Людей . . . . . . . . . . 31.
Лошадей . . . . . . . . . . 14.
Коров . . . . . . . . . . 13.
Свиней . . . . . . . . . . 8.
Домов . . . . . . . . . . 3.
Едят с мясом
Сеялки, веялки, плуги.
ДЕРЕВНЯ
Десятин пахотн . . . . . . . . . . 72.
" " озимых засеяно . . . . . . . . . . 20. (больше не позволяло место).
Людей . . . . . . . . . . 75.
Лошадей . . . . . . . . . . 11.
Коров . . . . . . . . . . 12.
Домов . . . . . . . . . . 18.
Едят конский щавель.
…сохи, бороны.
Культурного сельского хозяина нет ни тут, ни там. Деревня сдавала по разверстке: зерно, масло, мясо, яйца, шерсть, картошку. Коммуна ничего не сдавала.
(Протокол сохранен Иваном Александровичем Непомнящим.)
Шла весна, как испокон веков, хлеб у мужиков подобрался, стали заваривать мякину, подвешивали коров, мужики подтягивали гашники, – коммуна была сыта, аптекарь из города – за картошку – привозил спирт, тогда Мериновы запирались у себя в доме, к ночи, пили спирт и орали песни. Великим постом пришел из Зарайска приказ – убрать из коммуны иконы. Иконы вынесли на чердак в главном доме, и к богу тогда отнеслись безразлично, Сидор же Меринов снял и спрятал в землю с икон ризы.
В ту весну дули ветры, – весенние ветры ворошат души русских, как птичьи души, весенние ветры манят бродить, к перелетам. Мериновы не сидели дома, – в доме было жарко, парно и кисло пахло от добротной жизни, – ходили по усадьбе, выходили на проселок, часами сидели в кухне на конике, выткнув тряпки из рам, к солнцу, – за бездельем не успевали все время приготовиться к летним работам. И на пятой неделе, когда повалился снег и пошли долгие дни в ручьях и грачином крике, – всполошились: два брата Мериновы, Логин и Липат, – прогнали жен с семьями, старший вселил в избу на селе, второй пустил по миру, – и оба стали искать себе новых баб. По округе невест не нашлось; из ближних деревень никто не хотел идти без венца, а венчаться Мериновы не могли. Невест найти помог Кацапов-старик, лет тридцать державший трактир на выселках у шоссе, не то хлыст, не то скопец, хоть и была у него семья таких же безбородых и безбровых, как он. – Несколько дней Мериновы ходили тайком к Кацапову и Кацапов к Мериновым, – потом Кацапов закладывал в коммуне каурого жеребчика, хозяйственно подвязывал ему хвост, надевал суконную бекешу и – в гулкие весенние дни – уезжал сыскивать невест.

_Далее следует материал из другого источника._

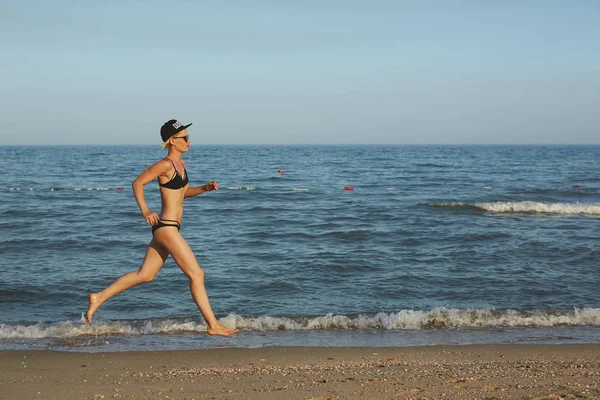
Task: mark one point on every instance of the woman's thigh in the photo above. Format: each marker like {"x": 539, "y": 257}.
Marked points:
{"x": 179, "y": 249}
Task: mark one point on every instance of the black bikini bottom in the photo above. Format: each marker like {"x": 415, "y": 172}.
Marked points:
{"x": 165, "y": 222}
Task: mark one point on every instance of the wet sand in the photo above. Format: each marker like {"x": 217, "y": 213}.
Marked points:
{"x": 432, "y": 372}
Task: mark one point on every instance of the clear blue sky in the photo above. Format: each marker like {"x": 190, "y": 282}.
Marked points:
{"x": 299, "y": 72}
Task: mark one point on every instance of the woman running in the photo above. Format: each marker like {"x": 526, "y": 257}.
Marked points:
{"x": 166, "y": 239}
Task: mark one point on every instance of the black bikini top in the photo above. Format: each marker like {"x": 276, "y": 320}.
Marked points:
{"x": 176, "y": 182}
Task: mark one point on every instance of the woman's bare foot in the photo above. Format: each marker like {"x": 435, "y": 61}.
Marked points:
{"x": 221, "y": 330}
{"x": 94, "y": 304}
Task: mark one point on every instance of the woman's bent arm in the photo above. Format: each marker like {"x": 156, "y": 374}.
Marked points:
{"x": 195, "y": 191}
{"x": 144, "y": 178}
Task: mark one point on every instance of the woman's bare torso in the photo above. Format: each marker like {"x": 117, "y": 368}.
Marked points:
{"x": 172, "y": 199}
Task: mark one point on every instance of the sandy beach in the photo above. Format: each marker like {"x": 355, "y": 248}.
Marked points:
{"x": 433, "y": 372}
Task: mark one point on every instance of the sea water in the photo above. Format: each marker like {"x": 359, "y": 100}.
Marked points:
{"x": 434, "y": 245}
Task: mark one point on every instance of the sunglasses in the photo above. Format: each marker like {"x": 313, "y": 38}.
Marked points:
{"x": 186, "y": 137}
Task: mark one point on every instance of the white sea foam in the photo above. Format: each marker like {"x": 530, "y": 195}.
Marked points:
{"x": 537, "y": 207}
{"x": 440, "y": 318}
{"x": 529, "y": 207}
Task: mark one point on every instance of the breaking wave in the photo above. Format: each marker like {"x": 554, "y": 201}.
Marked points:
{"x": 440, "y": 319}
{"x": 532, "y": 207}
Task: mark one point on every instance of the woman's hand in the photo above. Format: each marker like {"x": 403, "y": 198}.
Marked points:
{"x": 151, "y": 218}
{"x": 212, "y": 185}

Баб Кацапов сыскал нескоро и обеих – дебелых, грудастых, красивых; ездил за ними в разные концы верст за шестьдесят: одну взял от каширских молокан, вторую – от гусляков с Гусляцких выселок, где жили конокрады и старообрядцы. Бабы пришли к Мериновым без венца, за деньги, – сели в чистом доме, засорили на крылечке подсолнухами, и месяц в мериновском доме прошел в блуде и веселии. Был двадцать первый год, – в этот месяц прошли благословенные весенние дни земного цветения, – в этот месяц напала на коммуну шпанская мушка, гнус, томила запахом псины, лезла за шивороты, жужжала зноем.
И в этот же месяц пришла в коммуну старуха Анфуса, из Каширы, мать одной из новых мериновских жен, вся в черном, с лицом, как у галки. Анфуса затормошилась хозяйкой, воркотливо, хлопотливо, комнату выбрала себе в главном, нежилом доме, как раз ту, где раньше лежали теодолиты. Иконы в коммуне были свалены на чердаке (и ризы с них закопал в землю Сидор), – Анфуса не взяла их к себе, но привела их в порядок, расставила на чердаке под крышей, расчистила перед ними место, скрыла его чердачной рухлядью. В первый же день своего приезда она пошла к Кацапову, – и ночью видели их троих – ее, Кацапова, и Ягора Ягоровича Комынина, бывшего земского начальника. Хлыст и Ягор Ягорович стали своими в коммуне. Ягор Ягорович полеживал на солнце, пятки вверх, – хлопотала Анфуса. – Тогда старуха – и за ней бабы – потребовали властно, чтобы Ягор Ягорович Комынин исповедывал их и перевенчал с Мериновыми. Исповедывал Комынин у себя в землянке на своем саженце с глазу на глаз, – венчал – на чердаке главного дома, тайно, в присутствии Анфусы, Кацапова и Сидора Меринова, – и на первом же венчании, в восхищении и экстазе, Кацапов заговорил – о новом боге Ягорушке. Скопец же привез откуда-то песни на драных лоскутках, и Мериновы зубрили эти песни, чтобы петь их по ночам на чердаке. И тогда же пошли шепоты, что Елену Росчиславскую, младшую, отдали в богоматери богу Ягорушке…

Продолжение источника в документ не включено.